People

Dr. Kishore Gopalakrishnan

Kishore Gopalakrishnan is a Postdoctoral research fellow whose primary research interests are algal biotechnology research including investigating and developing algae as a platform for energy, food supplement, stabilizing agent and pollution control. His current research focuses on characterization of spawning inhibiting cues from algae to control dreissenid mussels.

Brittanie Dabney

Brittanie Dabney is a PhD student and NSF Graduate Research Fellow, she studied the impacts of metals and fine-sediment loading on Rocky Mountain aquatic ecosystems and received a masters degree in Fish, Wildlife and Conservation Biology at Colorado State University.
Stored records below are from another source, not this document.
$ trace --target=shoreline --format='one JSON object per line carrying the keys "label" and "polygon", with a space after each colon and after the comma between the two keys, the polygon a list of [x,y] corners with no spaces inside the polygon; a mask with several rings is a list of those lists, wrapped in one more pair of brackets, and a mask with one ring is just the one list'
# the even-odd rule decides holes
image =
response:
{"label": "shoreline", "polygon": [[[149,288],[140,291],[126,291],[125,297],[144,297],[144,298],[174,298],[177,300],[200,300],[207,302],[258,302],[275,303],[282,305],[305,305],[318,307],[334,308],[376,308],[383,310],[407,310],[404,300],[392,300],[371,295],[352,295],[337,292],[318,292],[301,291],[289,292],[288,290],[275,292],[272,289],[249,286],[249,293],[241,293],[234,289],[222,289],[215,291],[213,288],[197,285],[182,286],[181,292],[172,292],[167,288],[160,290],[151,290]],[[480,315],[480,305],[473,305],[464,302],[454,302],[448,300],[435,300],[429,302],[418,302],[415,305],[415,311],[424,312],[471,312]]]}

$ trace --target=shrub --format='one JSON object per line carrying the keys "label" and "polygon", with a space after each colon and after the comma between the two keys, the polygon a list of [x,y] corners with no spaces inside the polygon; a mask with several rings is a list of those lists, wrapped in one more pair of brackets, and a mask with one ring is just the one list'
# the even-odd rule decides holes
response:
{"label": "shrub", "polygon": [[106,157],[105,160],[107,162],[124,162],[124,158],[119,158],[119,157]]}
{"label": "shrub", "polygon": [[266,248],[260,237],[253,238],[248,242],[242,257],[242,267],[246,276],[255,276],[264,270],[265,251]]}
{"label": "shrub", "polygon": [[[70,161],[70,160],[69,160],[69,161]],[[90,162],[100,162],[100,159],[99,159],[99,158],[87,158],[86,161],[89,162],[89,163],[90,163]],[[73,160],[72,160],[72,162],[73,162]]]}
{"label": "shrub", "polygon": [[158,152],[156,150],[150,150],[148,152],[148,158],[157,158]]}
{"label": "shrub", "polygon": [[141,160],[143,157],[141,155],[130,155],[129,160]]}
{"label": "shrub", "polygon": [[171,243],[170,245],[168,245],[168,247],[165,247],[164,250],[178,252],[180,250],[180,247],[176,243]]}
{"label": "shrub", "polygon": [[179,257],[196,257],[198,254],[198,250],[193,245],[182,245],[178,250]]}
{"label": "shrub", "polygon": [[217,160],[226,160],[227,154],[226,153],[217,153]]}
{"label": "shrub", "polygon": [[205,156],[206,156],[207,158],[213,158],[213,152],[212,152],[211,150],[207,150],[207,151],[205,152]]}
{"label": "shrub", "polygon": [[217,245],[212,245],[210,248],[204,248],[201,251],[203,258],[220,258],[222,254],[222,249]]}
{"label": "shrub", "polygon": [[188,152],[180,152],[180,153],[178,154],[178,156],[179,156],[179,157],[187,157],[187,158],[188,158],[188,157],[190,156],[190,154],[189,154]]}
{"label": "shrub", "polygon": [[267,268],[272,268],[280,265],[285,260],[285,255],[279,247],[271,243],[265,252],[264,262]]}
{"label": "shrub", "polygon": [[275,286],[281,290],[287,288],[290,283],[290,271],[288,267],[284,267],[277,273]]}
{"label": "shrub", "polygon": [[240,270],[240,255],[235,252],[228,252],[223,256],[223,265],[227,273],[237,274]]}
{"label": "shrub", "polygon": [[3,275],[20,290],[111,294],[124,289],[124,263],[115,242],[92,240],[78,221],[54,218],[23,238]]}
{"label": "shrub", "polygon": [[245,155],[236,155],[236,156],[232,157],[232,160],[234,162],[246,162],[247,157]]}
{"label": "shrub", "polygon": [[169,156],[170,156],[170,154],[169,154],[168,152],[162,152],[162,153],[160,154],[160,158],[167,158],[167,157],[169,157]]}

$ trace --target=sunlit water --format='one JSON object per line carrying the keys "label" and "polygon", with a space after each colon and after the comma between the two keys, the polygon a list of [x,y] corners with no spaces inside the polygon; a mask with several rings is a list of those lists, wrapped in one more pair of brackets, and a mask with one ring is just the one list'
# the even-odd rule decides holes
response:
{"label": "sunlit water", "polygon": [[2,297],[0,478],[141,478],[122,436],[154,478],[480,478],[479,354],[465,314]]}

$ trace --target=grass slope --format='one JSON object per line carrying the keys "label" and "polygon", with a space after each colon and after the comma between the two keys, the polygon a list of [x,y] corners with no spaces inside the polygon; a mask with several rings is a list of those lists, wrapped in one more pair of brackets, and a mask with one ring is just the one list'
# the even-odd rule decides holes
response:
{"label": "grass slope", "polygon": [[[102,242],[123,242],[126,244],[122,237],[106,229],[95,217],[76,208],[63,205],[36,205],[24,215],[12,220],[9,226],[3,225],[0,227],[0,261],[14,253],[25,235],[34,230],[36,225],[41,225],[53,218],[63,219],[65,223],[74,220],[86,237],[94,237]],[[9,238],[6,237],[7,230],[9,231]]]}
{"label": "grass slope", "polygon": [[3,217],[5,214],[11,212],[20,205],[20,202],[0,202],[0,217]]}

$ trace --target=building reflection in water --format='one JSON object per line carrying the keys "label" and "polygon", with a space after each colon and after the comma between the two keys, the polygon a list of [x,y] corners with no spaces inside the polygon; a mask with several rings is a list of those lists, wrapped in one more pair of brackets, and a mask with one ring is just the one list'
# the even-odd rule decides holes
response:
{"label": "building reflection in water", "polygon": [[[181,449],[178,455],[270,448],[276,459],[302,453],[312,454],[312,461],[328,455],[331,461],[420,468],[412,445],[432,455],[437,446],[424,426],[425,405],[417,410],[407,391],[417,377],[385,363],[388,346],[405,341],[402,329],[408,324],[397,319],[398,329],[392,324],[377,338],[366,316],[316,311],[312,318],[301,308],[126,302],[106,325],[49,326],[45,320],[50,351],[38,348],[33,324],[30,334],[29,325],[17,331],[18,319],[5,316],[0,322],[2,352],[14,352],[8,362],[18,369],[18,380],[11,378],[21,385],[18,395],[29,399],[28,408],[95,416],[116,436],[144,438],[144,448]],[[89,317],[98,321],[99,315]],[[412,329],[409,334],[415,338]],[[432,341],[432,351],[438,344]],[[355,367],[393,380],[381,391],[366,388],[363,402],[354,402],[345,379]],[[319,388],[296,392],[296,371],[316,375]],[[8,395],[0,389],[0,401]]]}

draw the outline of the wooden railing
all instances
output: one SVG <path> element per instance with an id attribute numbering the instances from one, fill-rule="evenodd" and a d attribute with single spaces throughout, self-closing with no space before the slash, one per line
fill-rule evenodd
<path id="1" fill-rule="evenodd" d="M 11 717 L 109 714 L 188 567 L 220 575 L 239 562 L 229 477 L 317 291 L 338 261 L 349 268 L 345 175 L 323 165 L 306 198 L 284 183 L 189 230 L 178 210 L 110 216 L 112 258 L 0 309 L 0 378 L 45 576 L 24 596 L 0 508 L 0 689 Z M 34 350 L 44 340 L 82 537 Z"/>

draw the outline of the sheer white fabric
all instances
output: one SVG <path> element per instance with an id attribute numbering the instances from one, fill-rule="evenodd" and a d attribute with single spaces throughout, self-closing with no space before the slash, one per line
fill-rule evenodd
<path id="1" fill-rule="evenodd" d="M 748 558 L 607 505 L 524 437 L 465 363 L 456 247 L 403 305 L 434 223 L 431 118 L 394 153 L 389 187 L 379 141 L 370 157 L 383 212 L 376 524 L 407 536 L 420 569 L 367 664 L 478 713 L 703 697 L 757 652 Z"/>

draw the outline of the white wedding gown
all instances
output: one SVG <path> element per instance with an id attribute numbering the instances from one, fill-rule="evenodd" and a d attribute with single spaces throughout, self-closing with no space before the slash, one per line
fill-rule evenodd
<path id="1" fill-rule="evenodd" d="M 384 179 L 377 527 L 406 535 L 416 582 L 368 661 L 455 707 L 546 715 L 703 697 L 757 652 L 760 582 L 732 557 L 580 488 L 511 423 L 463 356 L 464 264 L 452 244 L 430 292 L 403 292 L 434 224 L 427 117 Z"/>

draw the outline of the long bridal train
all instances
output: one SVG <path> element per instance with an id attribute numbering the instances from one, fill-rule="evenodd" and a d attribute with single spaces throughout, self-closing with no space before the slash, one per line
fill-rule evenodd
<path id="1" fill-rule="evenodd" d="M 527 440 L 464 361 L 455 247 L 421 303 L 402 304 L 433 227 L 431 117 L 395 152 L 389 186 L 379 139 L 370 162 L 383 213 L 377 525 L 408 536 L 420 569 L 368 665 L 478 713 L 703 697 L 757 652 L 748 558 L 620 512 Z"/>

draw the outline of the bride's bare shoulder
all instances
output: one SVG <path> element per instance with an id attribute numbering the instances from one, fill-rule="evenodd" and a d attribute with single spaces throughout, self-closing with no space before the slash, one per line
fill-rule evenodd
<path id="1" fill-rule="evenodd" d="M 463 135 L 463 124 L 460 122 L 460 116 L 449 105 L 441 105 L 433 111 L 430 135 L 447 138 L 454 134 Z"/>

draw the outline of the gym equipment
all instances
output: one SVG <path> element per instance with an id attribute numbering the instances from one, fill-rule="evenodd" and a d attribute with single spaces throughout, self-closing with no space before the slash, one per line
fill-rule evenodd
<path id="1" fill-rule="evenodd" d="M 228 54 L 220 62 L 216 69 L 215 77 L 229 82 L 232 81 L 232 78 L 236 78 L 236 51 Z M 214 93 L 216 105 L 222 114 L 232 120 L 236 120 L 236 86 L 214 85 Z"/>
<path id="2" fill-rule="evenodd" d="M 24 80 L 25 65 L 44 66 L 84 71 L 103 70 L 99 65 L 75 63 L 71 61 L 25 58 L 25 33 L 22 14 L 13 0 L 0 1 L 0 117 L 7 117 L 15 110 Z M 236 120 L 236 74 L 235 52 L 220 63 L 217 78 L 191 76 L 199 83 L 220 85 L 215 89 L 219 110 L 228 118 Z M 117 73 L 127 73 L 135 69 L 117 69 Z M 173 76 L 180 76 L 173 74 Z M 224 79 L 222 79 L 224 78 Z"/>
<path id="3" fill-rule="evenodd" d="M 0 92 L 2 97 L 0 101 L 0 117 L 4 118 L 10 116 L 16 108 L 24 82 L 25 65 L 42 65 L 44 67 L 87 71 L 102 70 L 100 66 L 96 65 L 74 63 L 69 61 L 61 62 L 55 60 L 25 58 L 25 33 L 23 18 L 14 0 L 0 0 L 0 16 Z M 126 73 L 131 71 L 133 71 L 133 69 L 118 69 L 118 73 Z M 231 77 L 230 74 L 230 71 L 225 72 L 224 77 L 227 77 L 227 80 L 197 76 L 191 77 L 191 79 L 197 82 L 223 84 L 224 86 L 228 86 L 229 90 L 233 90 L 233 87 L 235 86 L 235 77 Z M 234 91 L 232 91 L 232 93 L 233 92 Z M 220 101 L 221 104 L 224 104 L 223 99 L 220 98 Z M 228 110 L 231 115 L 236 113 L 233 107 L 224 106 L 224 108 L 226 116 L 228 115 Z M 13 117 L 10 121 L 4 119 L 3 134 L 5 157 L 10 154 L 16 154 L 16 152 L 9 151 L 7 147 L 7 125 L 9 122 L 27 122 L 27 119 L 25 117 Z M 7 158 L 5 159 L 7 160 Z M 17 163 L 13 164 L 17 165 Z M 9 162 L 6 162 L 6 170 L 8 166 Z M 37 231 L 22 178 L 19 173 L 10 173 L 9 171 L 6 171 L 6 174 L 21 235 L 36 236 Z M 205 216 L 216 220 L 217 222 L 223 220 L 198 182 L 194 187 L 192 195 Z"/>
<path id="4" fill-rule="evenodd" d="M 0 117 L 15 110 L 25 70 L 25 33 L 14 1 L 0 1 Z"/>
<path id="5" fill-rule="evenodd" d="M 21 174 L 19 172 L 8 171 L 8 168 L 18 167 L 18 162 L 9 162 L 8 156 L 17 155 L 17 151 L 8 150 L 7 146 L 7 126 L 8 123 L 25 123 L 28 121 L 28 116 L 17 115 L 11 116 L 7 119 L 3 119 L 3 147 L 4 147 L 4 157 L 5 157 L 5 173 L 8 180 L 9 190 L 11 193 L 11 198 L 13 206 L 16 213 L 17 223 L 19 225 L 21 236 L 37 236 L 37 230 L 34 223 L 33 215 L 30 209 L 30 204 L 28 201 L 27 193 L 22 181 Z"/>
She later received her second masters in Environmental Toxicology at Texas Tech studying the growth of harmful alga exposed to low-doses of pesticides. 

Darrin Hunt

Darrin Hunt is a PhD candidate whose dissertation research centers on the physical impacts of invasive bivalves on benthic macroinvertebrate and fish communities in urban streams. Darrin has won teaching awards for assisting in the development of curriculum to be used with incoming honors students in the biological sciences, and has recently co-authored a peer reviewed web publication funded by Michigan Sea Grant. 

Héctor Esparra-Escalera

Héctor Esparra-Escalera is native from Puerto Rico and current Ph.D. student at WSU. His main research interests focus on freshwater systems. Particularly morphological taxonomy and ecology of freshwater macroinvertebrates, organisms associated to plankton and benthos in different streams and reservoirs, and the evaluation of nutrient cycle and periphyton biomass development.

Katrina Lewandowski

Katrina Lewandowski is a Master’s student. She completed her B.S. degree from the University of Michigan in Ecology and Evolutionary Biology in 2015. Katrina recently worked as an Urban Wildlife Research Intern and volunteered with the Urban Wildlife Institute at the Lincoln Park Zoo in Chicago assisting with wildlife monitoring and ecology research along an urban-exurban gradient.